Author: Mindy Kaling
Type: Non-fiction, humor, memoir
Full title: Is Everyone Hanging Out Without Me? (And Other Concerns)
I read it: April 2015
I’m finally catching up to this books written by comedians thing. I think I’m generally pretty slow about trying out new genres, and the biography/autobiography stuff just isn’t my thing. But after Dad Is Fat and Yes Please I’m realizing that if I’m going to read something self-reflective about someone still alive, it’s best to find authors who are funny. So, this book was more than a steal when I found it on the half-off rack at Eat My Words.
There’s a lot of similarity to Amy Poehler’s book (yes, I realize this one came out first). It’s just that there’s the part about youth, then the part about college and slovenly living, and the part about trying to break into comedy, and plenty of musings on womanhood and family, and then the big chunk everyone is waiting for: dishing about the popular TV show. My wife and I have been working through The Office on Netflix since last fall, because we never did finish watching the show when it aired. So it’s been a blast to go back to that, and the stuff about The Office here is pretty good. As with Poehler, stories about working with Mike Schur seem to come up a lot. I particularly liked Kaling’s description of how she wrote and envisioned Kelly Kapoor: a version of how she thought some of the upper-level writers thought she was in real life. And you can see some of the comparisons, because the book has a lot of funny anecdotes about dating guys and loving fashion and trying to fit in. She also admits she can be pretty dramatic in real life: “I’m the kind of person who would rather get my hopes up really high and watch them get dashed to pieces than wisely keep my expectations at bay and hope they are exceeded.”
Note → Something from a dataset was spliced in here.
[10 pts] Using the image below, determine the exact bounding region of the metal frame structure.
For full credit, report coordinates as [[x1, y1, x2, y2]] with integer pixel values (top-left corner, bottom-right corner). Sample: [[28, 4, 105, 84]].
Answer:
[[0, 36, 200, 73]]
I never knew about the short play Matt & Ben that Kaling wrote with her friend, about Matt Damon and Ben Affleck. This was the DIY stuff that got her noticed and eventually onto our televisions. I’ve not seen any The Mindy Project yet, but now I’m more interested. She obviously has a lot more ideas up her sleeve, including a mention in this book (2011, remember) of an all-female cast Ghostbusters reboot. It’s a damn shame she wasn’t actually cast when it became a reality (her other actors would have included Emily Blunt, Taraji Henson, and Natalie Portman). Other areas of the book find her giving out miscellaneous social opinions like “I do not think stress is a legitimate topic of conversation, in public anyway…Going on and on in detail about how stressed out I am isn’t conversation.” The early entries about being an awkward kid are also great, including the story of when she got embarrassed and injured at summer camp. She says that if she has kids she would give them these golden nuggets of advice:
“Sometimes you will meet idiots who are technically adults and authority figures. You don’t have to do what they say. You can calmly say, ‘Can I first call my mom and ask her if I have to this, please?'”
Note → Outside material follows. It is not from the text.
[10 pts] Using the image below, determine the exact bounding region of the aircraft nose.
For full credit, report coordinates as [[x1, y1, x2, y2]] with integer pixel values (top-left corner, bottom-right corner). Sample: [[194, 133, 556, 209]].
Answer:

“If you’re scared of something, that isn’t a sign that you have to do it. It probably means you shouldn’t do it. Call Dad or Mom immediately.”
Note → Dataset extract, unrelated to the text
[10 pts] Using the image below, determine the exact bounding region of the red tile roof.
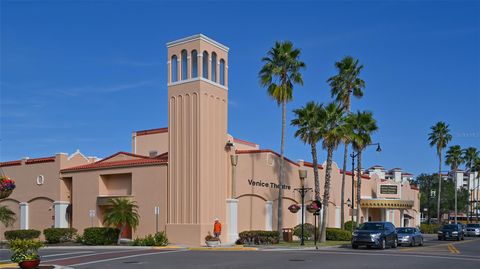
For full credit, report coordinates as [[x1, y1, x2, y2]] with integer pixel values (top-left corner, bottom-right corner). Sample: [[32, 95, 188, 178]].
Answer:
[[235, 149, 299, 166], [233, 138, 258, 147], [0, 156, 55, 167], [135, 127, 168, 136], [60, 158, 168, 173]]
The only section that kind of lost me was “The Best Distraction in the World: Romance and Guys.” I just do not have a way to engage with a list of things Jewish guys do, or a way to respond to the issue that men put on their shoes too slowly. Do guys do that? I don’t think we run in anything close to the same social circles, Mindy.
But that’s not to say I wasn’t feeling the book: I absolutely was. In fact, I read the whole thing in a day, the day of my first-year wedding anniversary. Poolside in the Phoenix sun and in the crisp A.C. of the hotel room paired with spoonfuls of strawberry yogurt, I channeled my inner gossip and breezed through this one. Now to finally, finally finish season nine.